Chaque classe rencontrera donc une anthropologue spécialiste de la zone étudiée (Bulgarie : Morgane Loiseau (Master pro), Sénégal : Seynabou Gueye (doctorante), Argentine : Maïté Boullosa (Maître de conférence à l’université d’Amiens), Bolivie : Colette Milhé (docteure), qui présentera à la fois la démarche de l’anthropologie (séjour prolongé, enquête…) et le pays dans lequel elle travaille ou dont elle vient.

En partenariat avec le Rocher Palmer, chaque classe bénéficiera d’une découverte musicale correspondant à l’aire géographique étudiée.
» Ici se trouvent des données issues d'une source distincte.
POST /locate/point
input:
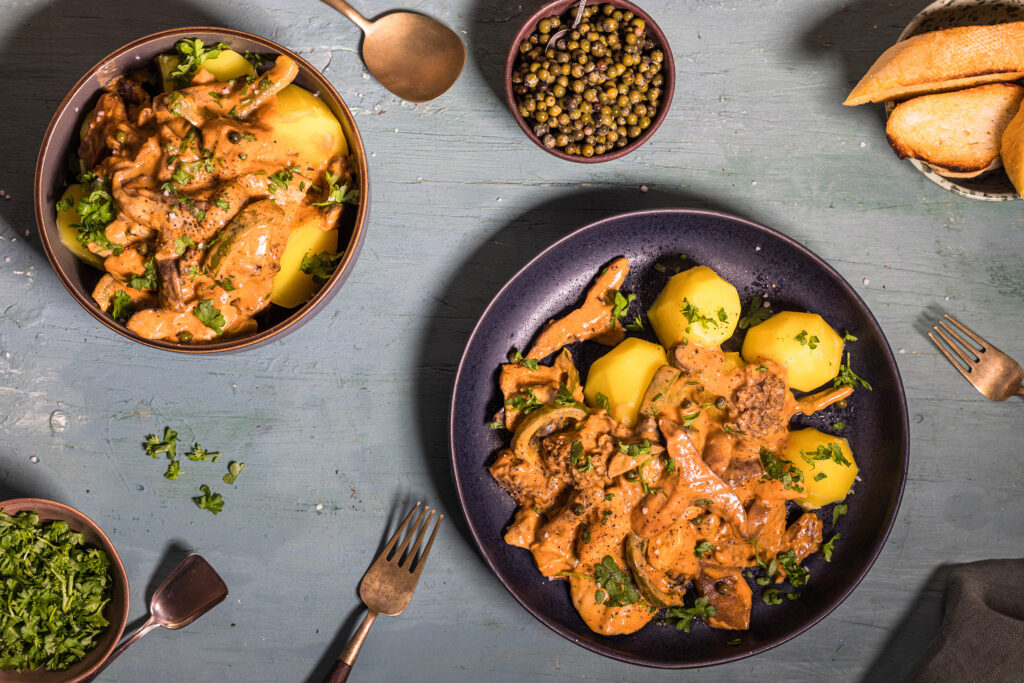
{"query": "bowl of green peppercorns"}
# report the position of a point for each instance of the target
(601, 90)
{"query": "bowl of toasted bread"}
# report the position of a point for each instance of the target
(952, 91)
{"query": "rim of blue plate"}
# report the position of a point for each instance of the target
(821, 611)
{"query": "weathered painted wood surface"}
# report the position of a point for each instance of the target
(344, 423)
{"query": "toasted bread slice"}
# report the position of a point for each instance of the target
(944, 60)
(957, 133)
(1013, 152)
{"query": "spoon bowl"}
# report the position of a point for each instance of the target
(416, 57)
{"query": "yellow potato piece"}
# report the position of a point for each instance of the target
(224, 67)
(305, 124)
(825, 479)
(69, 235)
(697, 306)
(803, 343)
(292, 287)
(623, 375)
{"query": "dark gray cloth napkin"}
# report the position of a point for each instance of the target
(982, 633)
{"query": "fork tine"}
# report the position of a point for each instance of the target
(948, 336)
(415, 548)
(397, 534)
(412, 529)
(426, 551)
(949, 357)
(981, 342)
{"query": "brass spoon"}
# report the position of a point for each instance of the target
(558, 35)
(192, 590)
(414, 56)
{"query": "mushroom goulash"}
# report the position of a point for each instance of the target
(208, 198)
(671, 479)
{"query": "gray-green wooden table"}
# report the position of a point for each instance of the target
(344, 422)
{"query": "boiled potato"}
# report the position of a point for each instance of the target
(829, 474)
(224, 67)
(292, 287)
(304, 123)
(696, 306)
(803, 343)
(622, 376)
(69, 235)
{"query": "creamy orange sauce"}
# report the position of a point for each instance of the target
(698, 479)
(206, 195)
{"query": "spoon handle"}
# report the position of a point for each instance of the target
(348, 11)
(150, 625)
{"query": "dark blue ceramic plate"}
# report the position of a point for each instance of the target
(758, 261)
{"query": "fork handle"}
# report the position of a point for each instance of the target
(339, 674)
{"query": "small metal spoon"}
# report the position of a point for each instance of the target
(192, 590)
(414, 56)
(558, 35)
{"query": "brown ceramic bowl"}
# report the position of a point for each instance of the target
(61, 136)
(561, 8)
(116, 610)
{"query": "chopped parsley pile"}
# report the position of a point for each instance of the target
(53, 589)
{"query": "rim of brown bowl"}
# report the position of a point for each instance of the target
(102, 72)
(117, 608)
(668, 69)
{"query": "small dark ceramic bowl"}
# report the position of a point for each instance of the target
(561, 7)
(61, 135)
(116, 610)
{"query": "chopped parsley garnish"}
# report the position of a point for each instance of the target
(756, 314)
(636, 325)
(209, 315)
(147, 281)
(173, 470)
(832, 452)
(635, 450)
(338, 195)
(621, 305)
(848, 377)
(321, 265)
(782, 470)
(839, 511)
(811, 342)
(693, 315)
(829, 547)
(121, 308)
(525, 401)
(683, 616)
(182, 243)
(233, 470)
(200, 454)
(578, 461)
(156, 446)
(616, 584)
(53, 592)
(209, 501)
(192, 54)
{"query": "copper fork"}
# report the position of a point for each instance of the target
(990, 371)
(387, 587)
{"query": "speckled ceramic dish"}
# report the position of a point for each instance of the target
(758, 261)
(561, 7)
(116, 610)
(61, 136)
(993, 185)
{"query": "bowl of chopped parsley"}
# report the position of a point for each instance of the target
(202, 189)
(64, 593)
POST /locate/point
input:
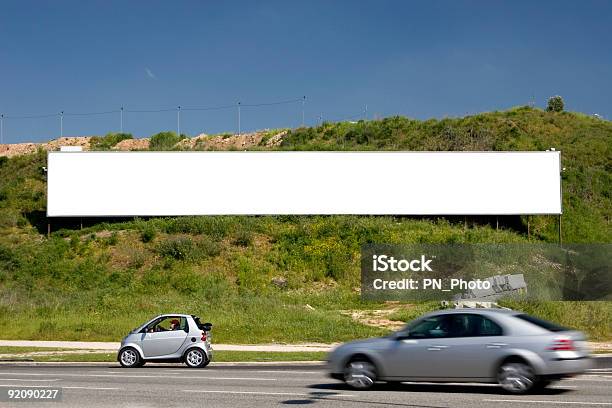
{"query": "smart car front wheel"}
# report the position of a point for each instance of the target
(196, 358)
(129, 357)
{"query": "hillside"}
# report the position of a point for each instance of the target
(284, 279)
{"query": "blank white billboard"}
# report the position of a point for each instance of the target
(211, 183)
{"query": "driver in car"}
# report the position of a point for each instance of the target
(174, 324)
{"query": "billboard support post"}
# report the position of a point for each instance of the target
(528, 228)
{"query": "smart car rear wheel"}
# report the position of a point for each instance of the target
(129, 357)
(516, 377)
(360, 373)
(196, 358)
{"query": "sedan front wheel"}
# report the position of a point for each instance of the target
(360, 374)
(516, 377)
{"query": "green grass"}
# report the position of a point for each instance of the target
(99, 282)
(219, 356)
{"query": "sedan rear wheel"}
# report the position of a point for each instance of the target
(129, 357)
(360, 374)
(516, 378)
(195, 358)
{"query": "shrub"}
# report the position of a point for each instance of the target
(243, 238)
(186, 249)
(108, 141)
(148, 234)
(555, 104)
(180, 249)
(164, 141)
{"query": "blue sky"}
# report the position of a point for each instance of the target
(417, 58)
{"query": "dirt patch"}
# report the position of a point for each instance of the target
(17, 149)
(232, 142)
(378, 317)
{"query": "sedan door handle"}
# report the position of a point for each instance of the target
(496, 345)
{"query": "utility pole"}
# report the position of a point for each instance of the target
(303, 103)
(238, 118)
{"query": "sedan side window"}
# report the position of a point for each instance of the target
(430, 327)
(488, 327)
(473, 325)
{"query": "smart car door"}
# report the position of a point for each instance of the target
(163, 343)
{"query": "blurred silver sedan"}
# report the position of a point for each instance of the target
(516, 350)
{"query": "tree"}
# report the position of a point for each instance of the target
(555, 104)
(164, 141)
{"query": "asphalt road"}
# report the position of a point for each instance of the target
(276, 385)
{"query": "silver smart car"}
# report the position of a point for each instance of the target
(516, 350)
(168, 338)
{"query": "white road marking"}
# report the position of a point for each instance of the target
(295, 394)
(591, 378)
(143, 376)
(549, 402)
(289, 372)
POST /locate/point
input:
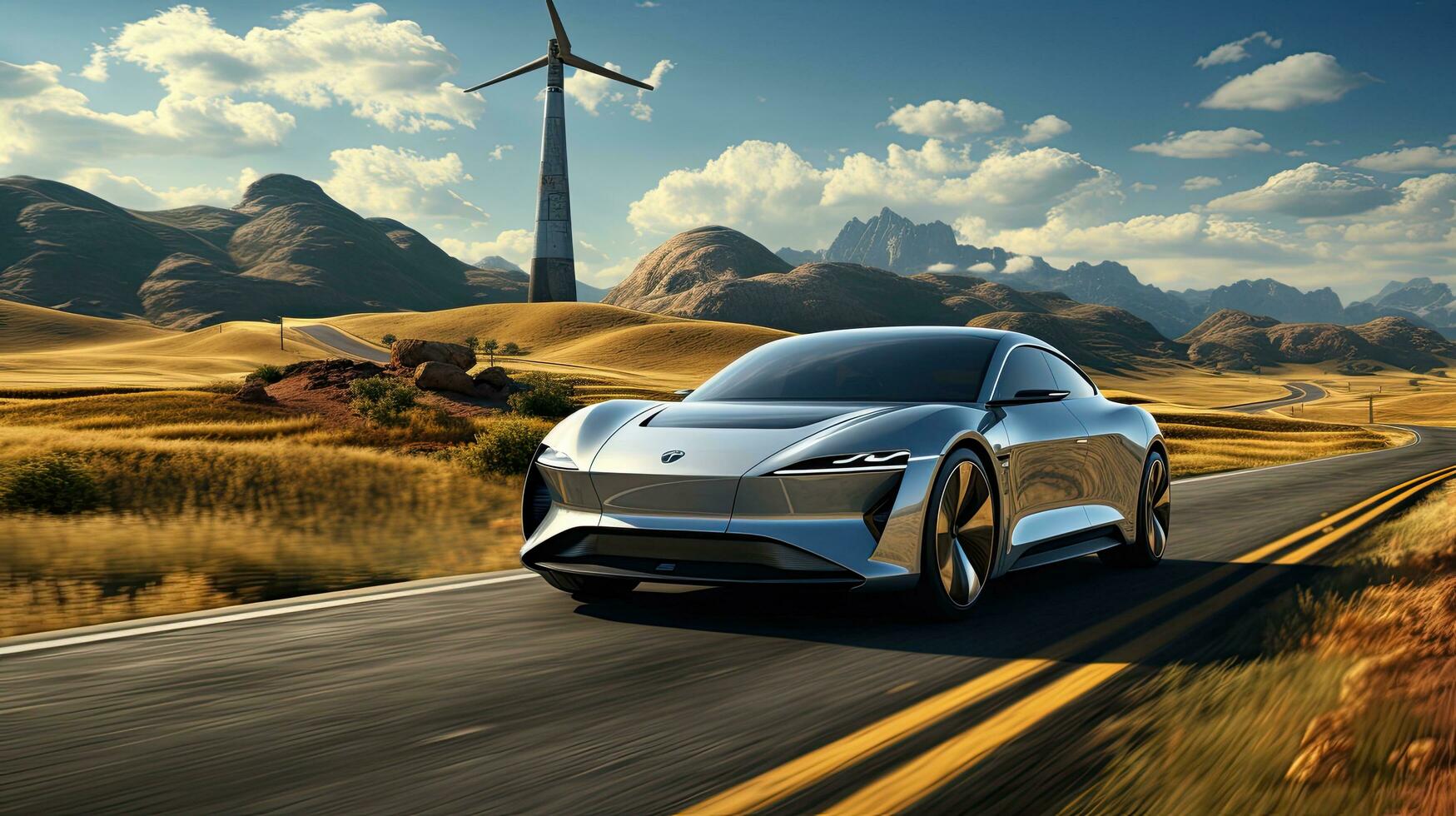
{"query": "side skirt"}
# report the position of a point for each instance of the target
(1075, 545)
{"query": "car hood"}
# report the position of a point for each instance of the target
(686, 460)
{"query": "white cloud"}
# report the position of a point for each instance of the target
(400, 184)
(1044, 128)
(1409, 161)
(947, 120)
(1201, 182)
(1020, 264)
(759, 187)
(641, 110)
(1309, 192)
(1235, 52)
(390, 73)
(1302, 79)
(513, 245)
(1207, 143)
(46, 122)
(593, 91)
(130, 192)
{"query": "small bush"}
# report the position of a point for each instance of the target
(50, 484)
(548, 396)
(382, 400)
(504, 448)
(268, 373)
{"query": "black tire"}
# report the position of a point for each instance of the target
(589, 588)
(1154, 516)
(957, 548)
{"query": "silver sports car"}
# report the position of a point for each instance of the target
(917, 460)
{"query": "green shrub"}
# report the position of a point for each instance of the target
(504, 448)
(50, 484)
(266, 372)
(548, 396)
(382, 400)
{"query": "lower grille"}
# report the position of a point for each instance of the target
(686, 557)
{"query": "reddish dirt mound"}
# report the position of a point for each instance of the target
(322, 386)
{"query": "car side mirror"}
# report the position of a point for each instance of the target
(1030, 396)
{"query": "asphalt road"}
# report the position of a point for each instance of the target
(1298, 392)
(513, 697)
(344, 343)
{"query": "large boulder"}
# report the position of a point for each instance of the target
(443, 376)
(411, 353)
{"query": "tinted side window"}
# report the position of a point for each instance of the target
(1069, 379)
(1026, 369)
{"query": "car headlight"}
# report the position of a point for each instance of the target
(847, 464)
(554, 458)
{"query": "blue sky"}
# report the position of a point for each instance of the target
(1318, 145)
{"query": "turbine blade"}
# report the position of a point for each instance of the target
(528, 67)
(562, 41)
(591, 67)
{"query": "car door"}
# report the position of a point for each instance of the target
(1043, 462)
(1113, 464)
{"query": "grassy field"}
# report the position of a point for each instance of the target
(204, 501)
(1339, 697)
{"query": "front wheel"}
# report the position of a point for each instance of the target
(589, 588)
(958, 541)
(1154, 515)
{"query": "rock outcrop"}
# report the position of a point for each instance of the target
(411, 353)
(443, 376)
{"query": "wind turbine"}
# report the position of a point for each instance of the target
(554, 268)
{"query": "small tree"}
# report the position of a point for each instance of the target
(382, 400)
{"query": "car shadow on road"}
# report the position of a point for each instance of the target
(1020, 615)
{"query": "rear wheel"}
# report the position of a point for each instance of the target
(1154, 515)
(589, 586)
(960, 538)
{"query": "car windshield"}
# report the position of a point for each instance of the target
(857, 369)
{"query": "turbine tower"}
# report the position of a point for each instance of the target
(554, 268)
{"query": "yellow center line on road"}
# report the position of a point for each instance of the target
(927, 773)
(817, 765)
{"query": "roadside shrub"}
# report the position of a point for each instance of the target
(548, 396)
(266, 372)
(382, 400)
(52, 484)
(504, 448)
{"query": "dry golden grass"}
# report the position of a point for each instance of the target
(1205, 442)
(606, 343)
(210, 503)
(1347, 703)
(1183, 384)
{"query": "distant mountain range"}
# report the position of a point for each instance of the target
(284, 250)
(893, 242)
(721, 274)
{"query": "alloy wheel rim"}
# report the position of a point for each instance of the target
(1158, 507)
(964, 534)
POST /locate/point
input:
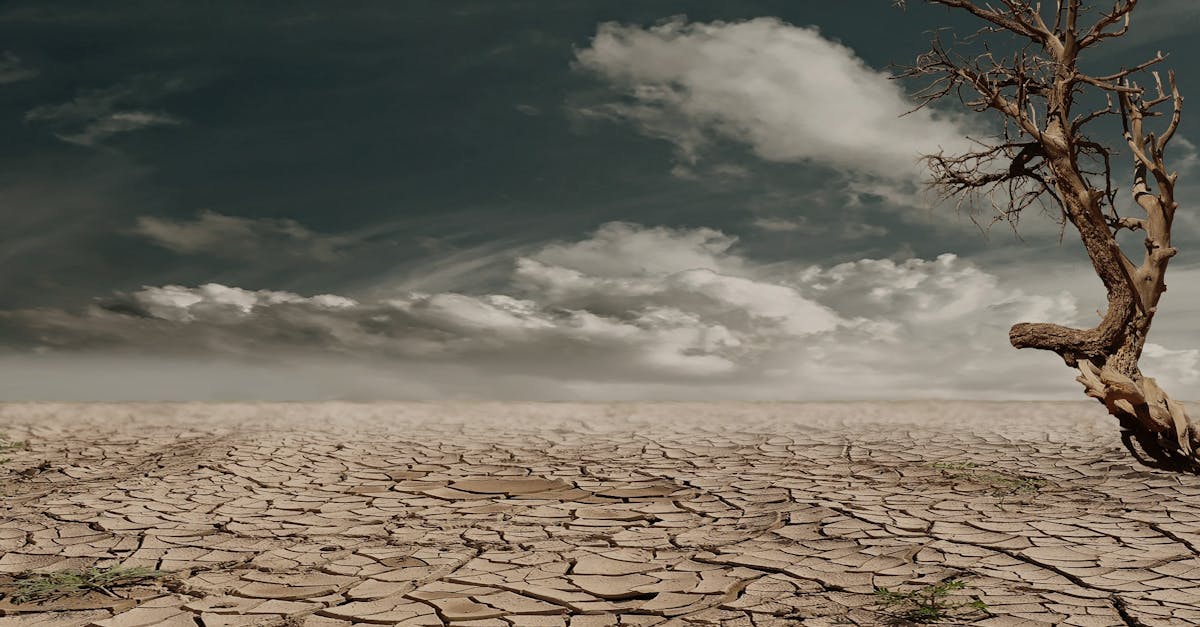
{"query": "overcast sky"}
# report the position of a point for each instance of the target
(552, 199)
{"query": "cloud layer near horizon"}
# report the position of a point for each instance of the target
(631, 311)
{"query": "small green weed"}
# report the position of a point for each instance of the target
(45, 586)
(930, 603)
(1001, 483)
(11, 445)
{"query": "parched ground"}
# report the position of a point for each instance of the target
(594, 514)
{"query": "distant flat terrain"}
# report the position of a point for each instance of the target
(594, 514)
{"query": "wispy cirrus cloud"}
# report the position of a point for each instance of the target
(97, 114)
(240, 238)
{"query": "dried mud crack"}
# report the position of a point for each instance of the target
(561, 514)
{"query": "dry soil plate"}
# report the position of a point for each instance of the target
(598, 514)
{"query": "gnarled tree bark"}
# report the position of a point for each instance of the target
(1045, 156)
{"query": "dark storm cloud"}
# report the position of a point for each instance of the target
(13, 70)
(406, 198)
(211, 233)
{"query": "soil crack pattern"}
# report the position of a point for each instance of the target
(588, 515)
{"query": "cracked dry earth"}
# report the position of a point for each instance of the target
(593, 514)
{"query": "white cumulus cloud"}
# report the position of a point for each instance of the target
(786, 91)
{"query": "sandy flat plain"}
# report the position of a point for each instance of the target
(594, 514)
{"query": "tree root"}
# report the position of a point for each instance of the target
(1157, 424)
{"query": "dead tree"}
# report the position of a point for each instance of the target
(1049, 154)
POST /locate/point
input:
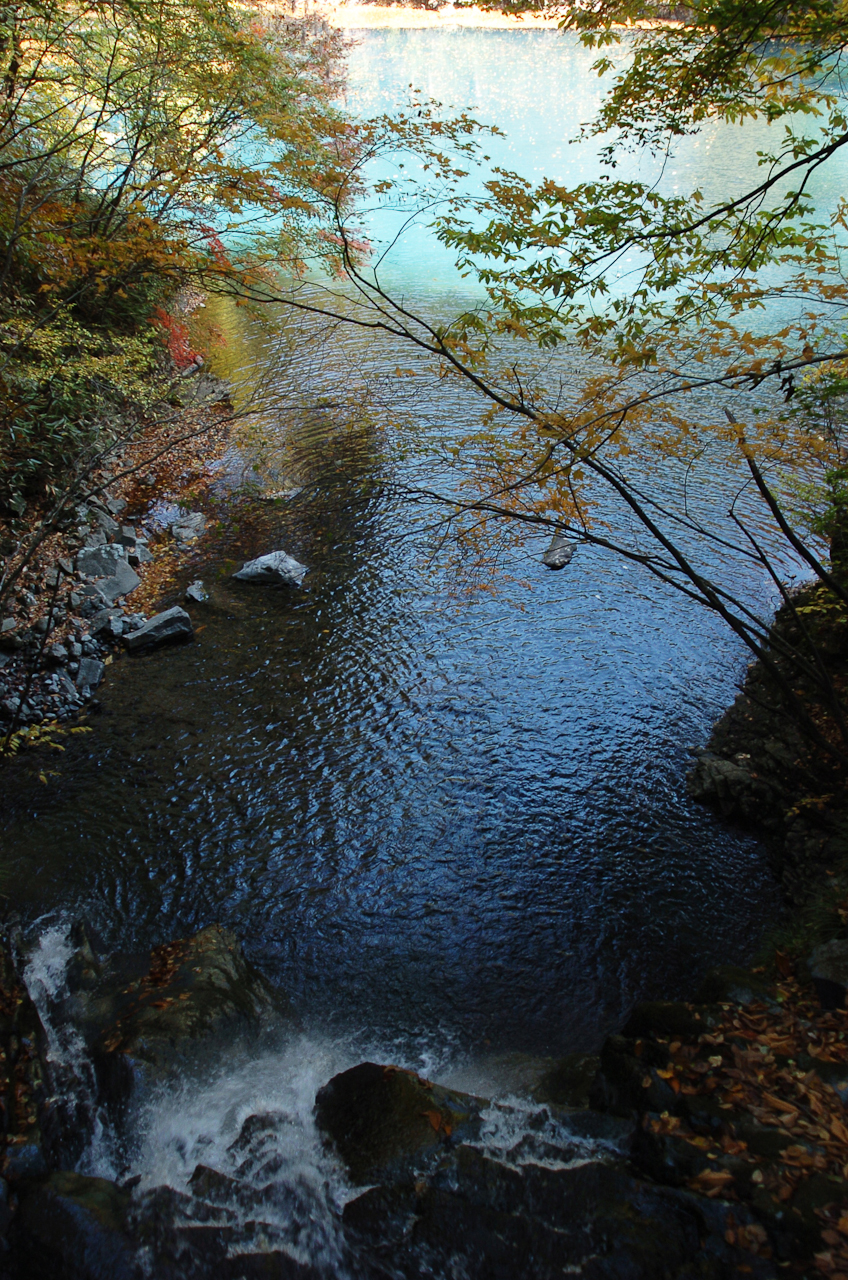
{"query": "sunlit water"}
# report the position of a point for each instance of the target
(451, 828)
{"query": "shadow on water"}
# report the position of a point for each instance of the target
(424, 817)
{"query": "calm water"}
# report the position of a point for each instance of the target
(432, 818)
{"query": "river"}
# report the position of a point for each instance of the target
(452, 828)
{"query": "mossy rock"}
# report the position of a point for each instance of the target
(382, 1119)
(190, 992)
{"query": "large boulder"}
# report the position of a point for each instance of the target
(73, 1226)
(100, 561)
(162, 629)
(191, 995)
(384, 1118)
(276, 568)
(123, 581)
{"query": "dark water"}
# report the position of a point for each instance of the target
(428, 816)
(418, 813)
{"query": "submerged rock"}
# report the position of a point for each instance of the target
(383, 1116)
(162, 629)
(276, 567)
(194, 991)
(188, 528)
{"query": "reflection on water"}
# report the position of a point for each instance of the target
(442, 822)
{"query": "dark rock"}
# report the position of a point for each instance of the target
(734, 787)
(629, 1084)
(559, 553)
(109, 526)
(276, 567)
(484, 1220)
(91, 672)
(194, 991)
(74, 1226)
(568, 1084)
(108, 625)
(162, 629)
(829, 972)
(383, 1118)
(666, 1157)
(664, 1018)
(728, 983)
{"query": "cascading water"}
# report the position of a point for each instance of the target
(231, 1150)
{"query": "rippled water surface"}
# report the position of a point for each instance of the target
(434, 818)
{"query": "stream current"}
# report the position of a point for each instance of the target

« A la rencontre de l’Autre » se traduira aussi par une rencontre avec l’autre proche : les élèves d’une autre école. Les ateliers proposés l’après-midi favoriseront cet aspect puisqu’ils mélangeront chacun deux ½ classes. Cette première rencontre pourra être prolongée par d’autres programmées au cours de l’année, selon l’organisation décidée par les 2 enseignants.

 Les ateliers

 Cycle 2 : Les ateliers proposés permettront une approche de pratiques culturelles avec la découverte de la danse sénégalaise et d’une tradition bulgare : la fabrication de Martenitsas, porte-bonheur en laine échangés et portés le 1er mars en Bulgarie et en Roumanie.

Cycle 3 : En amont, chaque classe aura appris à jouer à un jeu sud-américain et devra initier l’autre classe à sa pratique. Lors du deuxième atelier, les élèves solliciteront des compétences à la fois artistiques et géométriques pour construire ces jeux: puluc (Guatemala), kukuli (Andes).